Here’s the New Testament word for confess: “homologeo”. It simply means to say the same thing as another. What God says, you say; to heaven, to another believer, to another person, from the heart, freely, openly, humbly, with the implication that you are going to do differently than you have been doing.

Living the confessing life is the key to change.

How do we confess?
There are three aspects of a Biblical confession.
1. A mouth confession. I say with my mouth what is true, whether I’m sinning and I’m wrong or I’m believing a lie about God or His good will for my life. We say it to Him directly and we say it to another person, one or more. To confess is to be healed.

Some of you need to open your mouth, humble yourself and tell someone the truth. There is at least one safe, important person that you need to confess the truth to, maybe more. I’m an alcoholic. I’m thinking of cheating on my spouse. I’m not being honest at work and I’m cheating my company, or cheating on my exams and papers.

But in the same way, with our mouths we need to confess what God says about us and Himself in a good way. The devil has power only when he convinces us that something is true that’s really a lie.

Here are some common lies: God isn’t for someone like you; He won’t forgive that; if anybody knew, I would never be looked at the same anywhere; He doesn’t love you nor has good plans for you. Jesus blew apart wrong thinking about the nature of God. Yes, He is holy, perfect and perfectly righteous all the time, but He’s also merciful. The story of the Prodigal Son is a radical picture of how God the Father reacts to someone who lives the confessing life. His arms are open wide.

We also need to confess what we know He has called us to. God initiates things when we confess with our mouths

2. A Decision confession. When I see that my way is not God’s way, I come to a place of decision.

Early in our marriage, Robin and I looked one January at our income from the previous year and compared it to what we gave back to the Lord. We had just learned about tithing and giving God the first fruits and we weren’t. So we emptied a bunch of money out of our savings, which wasn’t very big, and we brought it to the Lord at the local storehouse, this local church, with a gulp. We made a decision that matched God’s Word. The result? We have never lacked. Six kids, Christian schools, our fridge always had enough and we are able to pay our bills. God has been faithful and it began with a decision confession.

3. An action confession.
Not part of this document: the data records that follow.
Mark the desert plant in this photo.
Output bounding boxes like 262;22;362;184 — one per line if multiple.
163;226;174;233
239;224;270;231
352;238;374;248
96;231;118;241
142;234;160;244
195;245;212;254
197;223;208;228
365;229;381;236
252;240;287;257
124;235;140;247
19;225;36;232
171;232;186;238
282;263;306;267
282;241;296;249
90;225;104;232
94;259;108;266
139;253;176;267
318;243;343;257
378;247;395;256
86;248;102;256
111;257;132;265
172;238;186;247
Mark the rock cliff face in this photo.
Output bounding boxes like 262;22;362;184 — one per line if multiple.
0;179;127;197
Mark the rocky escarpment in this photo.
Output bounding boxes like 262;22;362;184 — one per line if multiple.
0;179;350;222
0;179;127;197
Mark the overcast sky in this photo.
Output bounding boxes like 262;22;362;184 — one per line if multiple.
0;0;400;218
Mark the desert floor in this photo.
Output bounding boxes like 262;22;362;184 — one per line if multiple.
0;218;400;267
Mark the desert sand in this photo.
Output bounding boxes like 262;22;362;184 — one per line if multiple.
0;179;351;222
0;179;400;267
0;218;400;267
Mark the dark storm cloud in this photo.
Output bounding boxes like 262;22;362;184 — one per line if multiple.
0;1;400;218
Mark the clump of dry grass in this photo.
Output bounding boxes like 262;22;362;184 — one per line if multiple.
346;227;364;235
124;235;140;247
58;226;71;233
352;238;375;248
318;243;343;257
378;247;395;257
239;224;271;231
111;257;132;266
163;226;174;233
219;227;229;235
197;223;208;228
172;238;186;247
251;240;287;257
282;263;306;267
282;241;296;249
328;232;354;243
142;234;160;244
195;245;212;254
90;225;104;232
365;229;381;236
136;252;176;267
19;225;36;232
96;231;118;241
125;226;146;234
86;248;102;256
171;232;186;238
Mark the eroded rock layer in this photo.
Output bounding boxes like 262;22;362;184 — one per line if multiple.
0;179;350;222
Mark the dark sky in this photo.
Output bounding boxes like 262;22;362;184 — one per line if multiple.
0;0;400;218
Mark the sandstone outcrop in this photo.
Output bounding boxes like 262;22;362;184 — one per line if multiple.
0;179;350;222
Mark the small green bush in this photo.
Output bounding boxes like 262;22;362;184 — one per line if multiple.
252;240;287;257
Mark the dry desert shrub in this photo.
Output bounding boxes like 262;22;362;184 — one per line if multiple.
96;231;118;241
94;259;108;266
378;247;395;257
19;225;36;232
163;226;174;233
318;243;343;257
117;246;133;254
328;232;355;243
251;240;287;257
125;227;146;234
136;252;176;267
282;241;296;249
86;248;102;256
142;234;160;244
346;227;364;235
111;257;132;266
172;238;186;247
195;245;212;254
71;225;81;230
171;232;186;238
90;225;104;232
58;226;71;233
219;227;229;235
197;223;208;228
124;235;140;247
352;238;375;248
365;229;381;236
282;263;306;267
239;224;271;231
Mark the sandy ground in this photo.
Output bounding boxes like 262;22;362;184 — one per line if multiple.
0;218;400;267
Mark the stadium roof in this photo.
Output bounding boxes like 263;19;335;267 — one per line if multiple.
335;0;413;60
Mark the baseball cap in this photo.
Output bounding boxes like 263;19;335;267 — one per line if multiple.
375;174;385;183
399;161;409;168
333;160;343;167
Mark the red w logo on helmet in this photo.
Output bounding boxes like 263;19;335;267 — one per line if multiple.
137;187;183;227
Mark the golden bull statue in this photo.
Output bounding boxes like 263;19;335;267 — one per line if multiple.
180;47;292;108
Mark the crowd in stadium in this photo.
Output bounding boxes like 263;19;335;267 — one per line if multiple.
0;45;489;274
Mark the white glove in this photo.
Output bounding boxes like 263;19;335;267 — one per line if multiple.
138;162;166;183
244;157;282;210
To agree with God and confess what He says results in actions that fit what you’re confessing. That confession is especially powerful in trials or the opposite, in situations where you aren’t being pressed to change anything. In trials if you act in agreement with God you don’t do what others think you’ll do, you smile, you’re at peace, you keep worshiping, keep praying. You don’t panic, yell and scream or hurt someone else.

To become aware of the truth of God and say you agree with it, but make no confession or line up your words, your decisions, or your actions with God, what do we call that? Hypocrisy. Jesus saved some of His harshest words for hypocrites because they knew the truth, talked like they agreed with the truth, but lived another way in heart and action. We should fear being that.
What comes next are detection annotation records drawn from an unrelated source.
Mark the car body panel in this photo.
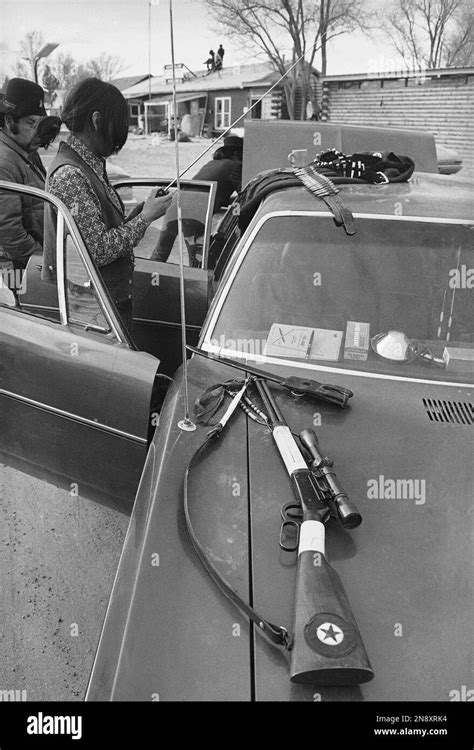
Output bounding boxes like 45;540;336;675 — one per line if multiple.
87;167;474;702
0;308;159;505
242;120;438;185
87;362;251;701
133;258;212;375
0;183;160;509
87;356;472;701
16;178;216;375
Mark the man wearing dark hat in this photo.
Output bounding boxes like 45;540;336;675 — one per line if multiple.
0;78;46;276
151;135;244;261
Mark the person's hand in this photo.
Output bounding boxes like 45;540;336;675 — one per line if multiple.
142;190;172;224
125;201;145;222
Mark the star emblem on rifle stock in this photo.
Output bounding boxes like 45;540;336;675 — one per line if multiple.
316;622;344;646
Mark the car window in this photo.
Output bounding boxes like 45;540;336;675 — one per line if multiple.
0;186;117;336
117;183;212;267
205;215;474;382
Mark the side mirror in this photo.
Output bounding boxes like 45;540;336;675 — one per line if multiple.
0;281;17;307
370;331;446;367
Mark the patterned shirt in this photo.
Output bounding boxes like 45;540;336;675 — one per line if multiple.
49;135;148;266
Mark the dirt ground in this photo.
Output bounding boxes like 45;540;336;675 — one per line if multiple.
0;464;129;702
108;134;221;180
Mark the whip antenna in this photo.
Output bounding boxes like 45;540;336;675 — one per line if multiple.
166;37;318;189
169;0;196;431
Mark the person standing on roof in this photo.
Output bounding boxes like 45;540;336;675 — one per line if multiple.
205;49;216;72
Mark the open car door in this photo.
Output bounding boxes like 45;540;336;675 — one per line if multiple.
0;182;159;506
114;178;216;375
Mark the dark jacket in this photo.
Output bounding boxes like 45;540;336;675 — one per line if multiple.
193;159;242;211
0;132;46;268
42;142;133;310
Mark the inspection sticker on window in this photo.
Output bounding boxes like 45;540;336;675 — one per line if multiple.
264;323;342;362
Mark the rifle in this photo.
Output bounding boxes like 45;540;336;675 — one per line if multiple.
184;375;374;685
255;379;374;685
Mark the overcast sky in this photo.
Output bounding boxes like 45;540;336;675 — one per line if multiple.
0;0;397;82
The confessing life is a life of consistent, positive change, punctuated with amazing breakthroughs.

You have been examining your life while I’ve been talking. And you may know that you need to put to God what you’ve been wrestling with, what you’ve been doing and what you’ve been saying. You need to make a decision to put your life in agreement with God, to say what He says, to make your life agree with His Word and Person.

Some of you have been laboring under a “my life is horrible” delusion or you’ve believed what your Dad or Mom said or your teacher said or your boss said that doesn’t line up with what God says. You’ll never amount to much, you’re this and you’re that. Confess that lie and embrace the truth. Some of you are living a life of captivity and depression and addictions and God wants to set you free today. “I know the thoughts I think toward you, says the Lord, thoughts of peace and not of evil, to give you a future and a hope” Jeremiah 29:11.